Harbor Freight has reasonably priced ceiling pulleys that are pretty handy for minimal floor space. In use in some of the photos on that thread as well.


----------



## AZ (Apr 14, 2009)

Plastic coated hooks.


----------



## markj2k4 (Jan 20, 2009)

bigbadwulff said:


> $1.99 hook and the ceiling.


I smell what you're stepping in, that's the way I already have it set up essentially but hung on the back wall not the ceiling. If I were to hang 8 adult bikes from the ceiling i would have to learn to crawl around to get anything in or out (regular height ceiling). I have seen somewhere deep in the past how certain people have constructed various racking systems that magically feel like they use less sq. ft. and actually are useful. I am hoping someone has a magic potion or idea that they found to work in a similar situation.

Scout - Thank you, I was actually searching for that thread but couldn't conger up the right combination of words for a search term. I feel like I can develop some decent ideas of my own using some elements from others.


----------



## Birdman (Dec 31, 2003)

This is how I store 8 bikes in my garage.

#1
Made with 2x4's & 2x6's. It rests on the floor and is lag-bolted to the wall studs. J-hooks in the upper 2x6, tires rest on the upper & lower 2x4's.
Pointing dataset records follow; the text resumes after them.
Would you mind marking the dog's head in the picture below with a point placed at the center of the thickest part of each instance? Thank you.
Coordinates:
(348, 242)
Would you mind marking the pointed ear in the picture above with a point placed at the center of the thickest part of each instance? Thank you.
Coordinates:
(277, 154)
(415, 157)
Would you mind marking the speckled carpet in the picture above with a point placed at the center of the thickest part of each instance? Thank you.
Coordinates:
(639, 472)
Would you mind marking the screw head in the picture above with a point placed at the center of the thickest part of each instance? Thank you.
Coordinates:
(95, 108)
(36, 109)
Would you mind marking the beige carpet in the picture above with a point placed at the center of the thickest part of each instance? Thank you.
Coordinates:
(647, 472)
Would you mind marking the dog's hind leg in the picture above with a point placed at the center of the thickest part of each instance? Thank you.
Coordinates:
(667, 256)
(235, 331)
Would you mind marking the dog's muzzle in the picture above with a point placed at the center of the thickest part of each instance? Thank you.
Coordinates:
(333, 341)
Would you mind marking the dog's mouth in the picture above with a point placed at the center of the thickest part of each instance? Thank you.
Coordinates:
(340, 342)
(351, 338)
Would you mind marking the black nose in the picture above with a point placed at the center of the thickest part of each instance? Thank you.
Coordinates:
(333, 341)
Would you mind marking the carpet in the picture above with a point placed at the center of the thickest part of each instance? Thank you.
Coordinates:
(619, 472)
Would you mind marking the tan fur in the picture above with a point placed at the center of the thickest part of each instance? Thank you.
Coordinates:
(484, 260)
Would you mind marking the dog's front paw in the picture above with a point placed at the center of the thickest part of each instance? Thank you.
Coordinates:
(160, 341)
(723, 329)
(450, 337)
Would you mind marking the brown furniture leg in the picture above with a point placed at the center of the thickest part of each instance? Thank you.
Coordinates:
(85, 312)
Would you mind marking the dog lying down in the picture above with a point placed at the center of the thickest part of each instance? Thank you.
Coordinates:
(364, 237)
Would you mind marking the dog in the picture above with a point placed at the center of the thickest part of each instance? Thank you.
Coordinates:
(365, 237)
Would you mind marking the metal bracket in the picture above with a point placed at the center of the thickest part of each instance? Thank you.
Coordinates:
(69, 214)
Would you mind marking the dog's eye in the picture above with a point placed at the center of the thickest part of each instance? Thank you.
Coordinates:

It's just high enough so that the hood of the car fits under the wheels, but not high enough to prohibit getting the bikes down. Some storage under & between the bikes, which alternate up/down.

#2
Hung them from the ceiling along a wall at a 45° angle. J-hooks screwed into a 2x4, which is then lag-bolted to the ceiling. I had small blocks screwed to the wall to keep the lower tire from sliding along the wall.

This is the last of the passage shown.